ISM 2022 (Microscopy)

Margulis Prize: REVEALING THE PRINCIPLES OF COMPLEX BIOGENIC CRYSTAL FORMATION WITH ELECTRON TOMOGRAPH

Emanuel Avrahami 1 Lothar Houben 2 Lior Aram 1 Assaf Gal 1
1Department of Plant and Environmental Sciences, Weizmann Institute of Science, Rehovot, Israel
2Department of Chemical Research Support, Weizmann Institute of Science, Rehovot, Israel

Microscopic organisms are responsible for constructing some of the most intricate, diverse and intriguing crystal structures observed in nature. Unlike inorganic crystals that grow in solution, according to defined thermodynamic paths with defined shapes, the growth environment created by organisms allows far-from-equilibrium shapes to emerge. It was believed that specialized and chiral interactions, between biomacromolecules and the inorganic building blocks, facilitate this ‘sculpting’ ability.

An exemplary for such complex biominerals are coccoliths - plates of calcium carbonate produced by unicellular algae. Coccoliths form intracellularly, inside a specialized vesicle into which calcium and carbonate ions are delivered. Each coccolith is made of individual, repeating, single-crystal subunits with alternating c-axis orientations. Two unit-types exist, which grow and interlock until the final, chiral, structure is complete. Presumably, organic growth modifiers regulate coccolith growth in a ‘fine-tuned’ and complicated manner. However, evidence for this mode of control are limited and primarily stem from works that used 2D images and thin slices to infer the crystallography of coccoliths, which can be misleading when considering the nature of an intricate 3D object. Understanding growth control of coccoliths has thus remained an open challenge, attracting the interest of scientists from various field – from chemists and biologists, to geologists and materials scientists.

In this work (Avrahami et al., Science 2022, in press), we studied the growth process of the large coccoliths of Calcidiscus leptoporus, by investigating their evolving structures in 3D, using high-resolution electron microscopy techniques. We first developed a novel method to extract growing intracellular coccoliths from the cells of C. leptoporus at a spectrum of morphological stages, and then proceeded to characterize their shapes in detail. These different growth stages have therefore served as snapshot-in-time of the dynamic process of coccolith development.

To understand the crystallographic nature of the crystals, we opted for a scanning transmission electron microscope (STEM) analysis, and collected tomograms of different growth stages, best reflecting the major morphological states of the coccoliths. Similar to other works of Materials Science, we decided to utilize the high-angle annular dark field (HAADF) detector for data collection, as it is well suited for crystalline samples. The penetration power and resolvability of HAADF-STEM imaging proved highly beneficial for studying these thick, crystalline samples. The acquired data has allowed, for the first time, to inspect the full volume of coccolith crystals, as well as the interfaces between them, in unprecedented resolution. Segmentations of the volumes permitted rendering of entire coccoliths and of individual crystals, allowing detailed examination of their morphologies in 3D. We additionally implemented tomography-diffraction collection, to corroborate the morphological information obtained from the 3D visualizations.

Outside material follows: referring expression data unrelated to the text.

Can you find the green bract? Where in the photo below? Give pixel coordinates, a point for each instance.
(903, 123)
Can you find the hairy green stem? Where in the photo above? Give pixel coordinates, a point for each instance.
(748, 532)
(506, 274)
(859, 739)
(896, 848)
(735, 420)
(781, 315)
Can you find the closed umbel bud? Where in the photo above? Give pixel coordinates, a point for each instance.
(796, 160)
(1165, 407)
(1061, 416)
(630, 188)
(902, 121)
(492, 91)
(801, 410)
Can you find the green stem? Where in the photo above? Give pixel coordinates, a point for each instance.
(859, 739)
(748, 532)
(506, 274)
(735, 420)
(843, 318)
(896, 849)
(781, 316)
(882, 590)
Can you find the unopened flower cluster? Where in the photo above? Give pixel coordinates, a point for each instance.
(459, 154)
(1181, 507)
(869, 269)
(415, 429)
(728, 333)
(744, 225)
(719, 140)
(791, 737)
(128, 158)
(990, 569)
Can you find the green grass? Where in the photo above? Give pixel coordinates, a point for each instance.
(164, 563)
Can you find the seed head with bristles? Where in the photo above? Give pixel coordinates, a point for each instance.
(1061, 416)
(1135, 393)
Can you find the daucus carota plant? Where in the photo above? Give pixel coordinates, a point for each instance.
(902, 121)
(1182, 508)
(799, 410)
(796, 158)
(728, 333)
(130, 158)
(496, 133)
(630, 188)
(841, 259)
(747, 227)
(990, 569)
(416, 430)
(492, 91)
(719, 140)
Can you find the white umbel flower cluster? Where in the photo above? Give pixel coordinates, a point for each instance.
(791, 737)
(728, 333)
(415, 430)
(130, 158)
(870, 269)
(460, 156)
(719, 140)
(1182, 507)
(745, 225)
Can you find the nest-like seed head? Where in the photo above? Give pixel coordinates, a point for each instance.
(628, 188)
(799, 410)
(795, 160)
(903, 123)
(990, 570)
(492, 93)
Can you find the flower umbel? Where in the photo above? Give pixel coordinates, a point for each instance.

Detailed crystallographic characterization of individual crystals along their growth process, showed they develop with only a single set of crystallographic facets, belonging to the {104} rhombohedral habit of calcite. This mode of growth is inconsistent with the notion of specific and chiral interactions, as previously hypothesized, given that the symmetry relation between the habit’s facets renders them all chemically equivalent with no clear, inherent, reason to develop anisotropically. Further examination of individual facets and their development revealed that it is through differential growth rate with which the crystals grow anisotropically, and not through complicated materialization of various crystallographic facets.

We propose that within the confined environment of the vesicle, symmetry related facets grow in a differential manner due to ion availability being anisotropic. Hence, the results of the 3D investigation presented here demonstrate that the complex architecture of coccoliths is a consequence of the geometry of their basic units, and can be explained with straightforward principles. At the early stages of coccolith assembly, the rhombohedral habit’s different edges distinguish between the basic units’ orientations, and convey ultrastructural chirality. As the coccolith matures, different atomic step orientations lead to differential growth of symmetry-related facets, in response to an anisotropic environment.

Thus, combined data from different state-of-the-art electron microscopy techniques has unlocked a way to examine these complex structures, in a way essential for revealing their true shape. It has allowed us to uncover a vital mechanistic aspect, through which complex microscopic biogenic crystals are made. We hold that applying these mechanisms on coccoliths assembled with slight alterations of initial conditions, e.g., unit positioning, may yield dramatically different final morphologies. Consequently, it is possible that such principles will aid those interested in fabricating evermore-complex crystalline materials, by allowing them to reconsider the mechanistic intricacy that is required of the system in actuality.